From the NY Times:
Christine C. Quinn, the City Council speaker and an expected candidate for mayor next year, is supporting a change to New York City’s campaign finance rules that would significantly expand the ability of unions, corporations and advocacy groups to spend money on behalf of local candidates.
The bill, to be introduced on Monday, would allow those outside groups to work directly with candidates on their internal political communications with members — including phone calls and door knocking tours, although not large-scale mailings — without the costs counting against the candidates’ spending limits.
Critics said the measure, introduced nine months ahead of what is expected to be a closely contested mayoral race, would effectively outsmart the city’s stringent campaign finance system, which tries to rein in spending by interest groups and candidates alike.

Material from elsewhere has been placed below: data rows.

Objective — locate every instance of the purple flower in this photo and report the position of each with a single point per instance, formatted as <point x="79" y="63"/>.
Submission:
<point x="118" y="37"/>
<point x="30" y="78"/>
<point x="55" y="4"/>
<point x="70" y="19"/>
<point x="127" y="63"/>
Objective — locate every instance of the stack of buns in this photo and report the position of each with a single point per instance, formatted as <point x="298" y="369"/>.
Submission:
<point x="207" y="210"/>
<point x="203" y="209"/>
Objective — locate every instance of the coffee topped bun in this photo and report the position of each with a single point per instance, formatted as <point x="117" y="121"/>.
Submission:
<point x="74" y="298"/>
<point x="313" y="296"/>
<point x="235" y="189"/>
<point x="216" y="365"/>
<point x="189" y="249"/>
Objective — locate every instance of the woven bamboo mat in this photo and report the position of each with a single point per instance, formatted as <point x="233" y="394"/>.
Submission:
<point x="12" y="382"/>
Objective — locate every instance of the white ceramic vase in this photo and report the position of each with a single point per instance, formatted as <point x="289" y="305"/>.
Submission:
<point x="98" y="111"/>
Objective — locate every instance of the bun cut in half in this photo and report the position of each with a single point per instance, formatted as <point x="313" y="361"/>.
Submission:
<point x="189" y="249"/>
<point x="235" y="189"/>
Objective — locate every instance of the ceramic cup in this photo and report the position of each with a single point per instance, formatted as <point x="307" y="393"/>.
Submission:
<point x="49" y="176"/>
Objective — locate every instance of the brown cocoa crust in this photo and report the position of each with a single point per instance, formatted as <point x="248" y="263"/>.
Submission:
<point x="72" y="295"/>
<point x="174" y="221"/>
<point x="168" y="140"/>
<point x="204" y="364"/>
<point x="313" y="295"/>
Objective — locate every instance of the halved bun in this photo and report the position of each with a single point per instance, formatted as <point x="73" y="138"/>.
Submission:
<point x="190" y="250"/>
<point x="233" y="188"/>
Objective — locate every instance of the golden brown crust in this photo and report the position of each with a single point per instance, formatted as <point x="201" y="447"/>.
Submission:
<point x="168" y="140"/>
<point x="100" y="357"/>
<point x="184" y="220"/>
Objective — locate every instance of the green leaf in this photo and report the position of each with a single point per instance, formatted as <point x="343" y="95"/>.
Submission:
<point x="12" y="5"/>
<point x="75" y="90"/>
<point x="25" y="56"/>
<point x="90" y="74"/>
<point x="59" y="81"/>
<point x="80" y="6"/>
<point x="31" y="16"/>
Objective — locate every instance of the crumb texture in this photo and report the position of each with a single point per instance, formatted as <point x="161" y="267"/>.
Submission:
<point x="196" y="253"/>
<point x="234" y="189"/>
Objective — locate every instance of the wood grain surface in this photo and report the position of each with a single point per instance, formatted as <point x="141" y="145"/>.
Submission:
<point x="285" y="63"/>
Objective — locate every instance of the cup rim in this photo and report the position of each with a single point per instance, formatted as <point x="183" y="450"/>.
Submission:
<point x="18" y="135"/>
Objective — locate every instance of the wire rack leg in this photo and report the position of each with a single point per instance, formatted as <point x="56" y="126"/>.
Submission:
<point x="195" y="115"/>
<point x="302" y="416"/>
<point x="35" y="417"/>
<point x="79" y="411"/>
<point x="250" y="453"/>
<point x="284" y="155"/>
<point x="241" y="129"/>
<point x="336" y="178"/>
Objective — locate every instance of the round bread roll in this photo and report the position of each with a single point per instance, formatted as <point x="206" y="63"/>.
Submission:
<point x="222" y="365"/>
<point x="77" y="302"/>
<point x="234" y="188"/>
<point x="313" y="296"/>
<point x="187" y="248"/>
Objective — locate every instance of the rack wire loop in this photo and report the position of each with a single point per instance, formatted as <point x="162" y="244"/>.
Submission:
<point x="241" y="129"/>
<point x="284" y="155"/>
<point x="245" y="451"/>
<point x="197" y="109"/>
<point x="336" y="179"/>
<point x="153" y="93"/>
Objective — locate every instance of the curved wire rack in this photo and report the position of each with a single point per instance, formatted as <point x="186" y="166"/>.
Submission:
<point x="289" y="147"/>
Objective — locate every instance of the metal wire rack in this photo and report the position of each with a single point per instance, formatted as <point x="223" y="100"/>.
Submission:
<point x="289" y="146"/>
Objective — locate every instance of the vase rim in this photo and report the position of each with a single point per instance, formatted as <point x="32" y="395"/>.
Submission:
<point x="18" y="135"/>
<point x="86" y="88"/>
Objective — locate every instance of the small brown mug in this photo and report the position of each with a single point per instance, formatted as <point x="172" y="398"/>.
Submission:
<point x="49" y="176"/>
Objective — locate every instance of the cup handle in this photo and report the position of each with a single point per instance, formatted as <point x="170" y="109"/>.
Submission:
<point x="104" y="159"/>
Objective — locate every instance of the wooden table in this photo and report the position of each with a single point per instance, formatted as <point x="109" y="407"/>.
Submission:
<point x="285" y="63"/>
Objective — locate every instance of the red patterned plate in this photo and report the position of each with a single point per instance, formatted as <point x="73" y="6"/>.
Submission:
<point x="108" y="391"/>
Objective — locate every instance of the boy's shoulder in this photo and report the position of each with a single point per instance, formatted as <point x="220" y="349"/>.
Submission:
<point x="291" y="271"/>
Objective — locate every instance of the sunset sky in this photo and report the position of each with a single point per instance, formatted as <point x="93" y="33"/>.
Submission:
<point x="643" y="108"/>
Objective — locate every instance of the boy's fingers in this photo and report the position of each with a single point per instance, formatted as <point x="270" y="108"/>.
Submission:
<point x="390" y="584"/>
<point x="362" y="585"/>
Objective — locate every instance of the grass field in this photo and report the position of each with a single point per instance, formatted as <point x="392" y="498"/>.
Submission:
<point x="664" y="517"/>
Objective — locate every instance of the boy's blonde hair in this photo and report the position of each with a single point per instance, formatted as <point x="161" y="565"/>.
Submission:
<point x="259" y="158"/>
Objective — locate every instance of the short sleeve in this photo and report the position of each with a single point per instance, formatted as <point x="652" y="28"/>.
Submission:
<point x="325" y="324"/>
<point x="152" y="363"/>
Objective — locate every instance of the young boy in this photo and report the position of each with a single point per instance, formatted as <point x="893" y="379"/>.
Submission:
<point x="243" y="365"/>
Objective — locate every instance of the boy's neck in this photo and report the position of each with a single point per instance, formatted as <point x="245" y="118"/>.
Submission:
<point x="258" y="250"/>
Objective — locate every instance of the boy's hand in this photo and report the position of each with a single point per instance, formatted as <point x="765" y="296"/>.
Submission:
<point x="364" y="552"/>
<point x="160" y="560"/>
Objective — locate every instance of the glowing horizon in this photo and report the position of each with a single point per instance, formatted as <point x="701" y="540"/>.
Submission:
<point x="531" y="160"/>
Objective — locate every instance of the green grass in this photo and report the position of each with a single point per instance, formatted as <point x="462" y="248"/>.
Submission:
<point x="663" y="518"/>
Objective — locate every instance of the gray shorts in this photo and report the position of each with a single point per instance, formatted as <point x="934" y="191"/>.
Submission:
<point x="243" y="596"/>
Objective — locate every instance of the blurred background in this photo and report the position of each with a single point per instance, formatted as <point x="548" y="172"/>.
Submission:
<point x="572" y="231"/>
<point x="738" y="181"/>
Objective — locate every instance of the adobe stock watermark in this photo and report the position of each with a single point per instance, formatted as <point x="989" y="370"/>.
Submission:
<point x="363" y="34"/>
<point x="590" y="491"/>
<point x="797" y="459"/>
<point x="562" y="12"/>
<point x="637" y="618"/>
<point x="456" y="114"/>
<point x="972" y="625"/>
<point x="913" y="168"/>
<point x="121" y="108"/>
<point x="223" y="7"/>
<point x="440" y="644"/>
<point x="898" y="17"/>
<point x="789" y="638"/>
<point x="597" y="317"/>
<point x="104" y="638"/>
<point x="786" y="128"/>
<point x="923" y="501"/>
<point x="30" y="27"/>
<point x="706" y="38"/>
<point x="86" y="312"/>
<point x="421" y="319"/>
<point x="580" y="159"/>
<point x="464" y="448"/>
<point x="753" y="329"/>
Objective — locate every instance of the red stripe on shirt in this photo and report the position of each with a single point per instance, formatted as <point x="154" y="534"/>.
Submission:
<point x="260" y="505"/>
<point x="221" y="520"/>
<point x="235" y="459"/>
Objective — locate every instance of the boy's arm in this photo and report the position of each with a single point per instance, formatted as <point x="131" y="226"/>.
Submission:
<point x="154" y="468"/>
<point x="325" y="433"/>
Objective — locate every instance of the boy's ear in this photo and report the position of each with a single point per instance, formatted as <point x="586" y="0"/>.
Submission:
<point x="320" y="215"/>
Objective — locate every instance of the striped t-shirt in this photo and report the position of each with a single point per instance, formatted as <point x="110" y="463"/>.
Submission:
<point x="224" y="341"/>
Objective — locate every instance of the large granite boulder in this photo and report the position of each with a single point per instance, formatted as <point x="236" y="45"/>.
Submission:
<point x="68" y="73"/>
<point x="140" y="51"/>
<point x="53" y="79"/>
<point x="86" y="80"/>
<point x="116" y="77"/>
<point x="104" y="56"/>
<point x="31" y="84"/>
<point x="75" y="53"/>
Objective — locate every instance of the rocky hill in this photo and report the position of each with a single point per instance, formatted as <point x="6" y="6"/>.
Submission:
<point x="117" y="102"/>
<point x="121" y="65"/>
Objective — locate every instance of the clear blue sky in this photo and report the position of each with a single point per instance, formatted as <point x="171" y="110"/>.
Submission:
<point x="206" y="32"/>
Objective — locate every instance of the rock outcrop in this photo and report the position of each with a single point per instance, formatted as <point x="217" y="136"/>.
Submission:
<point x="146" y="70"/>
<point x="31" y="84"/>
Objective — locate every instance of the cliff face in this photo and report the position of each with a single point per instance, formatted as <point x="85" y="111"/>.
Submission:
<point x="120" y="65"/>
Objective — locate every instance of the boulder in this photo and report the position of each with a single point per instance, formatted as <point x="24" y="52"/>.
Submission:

In a strongly worded statement on Friday, the city’s Campaign Finance Board said the legislation “would open a gaping loophole” in the city’s regulations, “eviscerate” limits on coordinated spending by outside groups and “allow unions and corporations to operate above the law.”
“A change of this magnitude has never before been proposed this late in the four-year election cycle,” the board said in a memorandum marked “Urgent.”
But supporters of the bill, including civil libertarians and some of the state’s biggest grass-roots advocacy groups, said the measure was intended to guarantee the First Amendment rights of unions and other organizations to speak freely about political matters with their members.